Aujourd'hui, l’ENA accueille 26% de boursiers. // ©  Elodie Meynard
La réforme de l’ENA est en cours de réflexion. L’avocat et énarque Frédéric Thiriez doit rendre son rapport au gouvernement fin janvier. Boris Walbaum, énarque et cofondateur de l’association Article 1, a réagi aux pistes de réforme dans une tribune publiée vendredi dernier.

Emmanuel Macron avait annoncé la fin de l’ENA (École nationale d’administration) en avril dernier. Depuis, le gouvernement travaille à réformer l’école afin de recruter des profils plus divers. L’avocat et énarque Frédéric Thiriez, chargé de remettre un rapport sur la question fin novembre, rendra finalement son avis fin janvier. Quelques pistes de réformes sont cependant déjà sur la table.

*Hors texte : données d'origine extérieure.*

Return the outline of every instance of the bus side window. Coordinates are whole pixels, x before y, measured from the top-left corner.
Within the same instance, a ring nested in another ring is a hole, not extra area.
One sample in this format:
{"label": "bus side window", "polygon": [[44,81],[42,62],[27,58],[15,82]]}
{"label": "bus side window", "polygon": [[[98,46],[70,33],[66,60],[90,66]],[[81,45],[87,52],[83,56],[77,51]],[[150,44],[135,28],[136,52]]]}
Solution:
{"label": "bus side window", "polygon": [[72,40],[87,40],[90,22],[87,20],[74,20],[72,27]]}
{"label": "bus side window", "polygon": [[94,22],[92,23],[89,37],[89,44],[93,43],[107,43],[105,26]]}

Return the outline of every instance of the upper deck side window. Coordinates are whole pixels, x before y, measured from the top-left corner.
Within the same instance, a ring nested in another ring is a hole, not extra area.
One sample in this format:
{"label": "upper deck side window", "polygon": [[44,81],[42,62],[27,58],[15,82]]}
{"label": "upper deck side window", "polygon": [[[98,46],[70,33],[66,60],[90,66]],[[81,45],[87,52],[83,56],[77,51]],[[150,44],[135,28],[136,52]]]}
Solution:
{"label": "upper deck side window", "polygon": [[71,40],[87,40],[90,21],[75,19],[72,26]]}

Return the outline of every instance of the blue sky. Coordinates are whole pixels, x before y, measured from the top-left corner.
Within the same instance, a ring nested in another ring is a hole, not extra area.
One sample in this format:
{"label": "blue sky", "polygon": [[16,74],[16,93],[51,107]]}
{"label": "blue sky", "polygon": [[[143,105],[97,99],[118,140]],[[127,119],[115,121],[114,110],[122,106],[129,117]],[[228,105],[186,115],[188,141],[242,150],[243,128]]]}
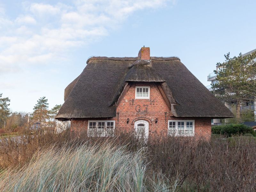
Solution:
{"label": "blue sky", "polygon": [[0,2],[0,93],[32,112],[64,89],[89,57],[179,57],[204,85],[216,63],[256,48],[256,1],[75,0]]}

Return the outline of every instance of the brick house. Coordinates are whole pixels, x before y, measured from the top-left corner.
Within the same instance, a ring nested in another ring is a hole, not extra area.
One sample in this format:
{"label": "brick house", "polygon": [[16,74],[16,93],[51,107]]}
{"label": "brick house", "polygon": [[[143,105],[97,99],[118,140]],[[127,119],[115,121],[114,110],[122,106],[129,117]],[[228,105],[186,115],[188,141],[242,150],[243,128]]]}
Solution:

Parmi elles, l’augmentation des effectifs au concours d’entrée et la suppression de certains concours spéciaux (juge administratif, juge des comptes, sous-préfet…). Les CPI (classe préparatoire intégrée), accessibles aux étudiants et demandeurs d’emploi issus de milieux sociaux modestes ou défavorisés, devraient également être multipliées dans toute la France. Actuellement, l’ENA accueille 26% de boursiers.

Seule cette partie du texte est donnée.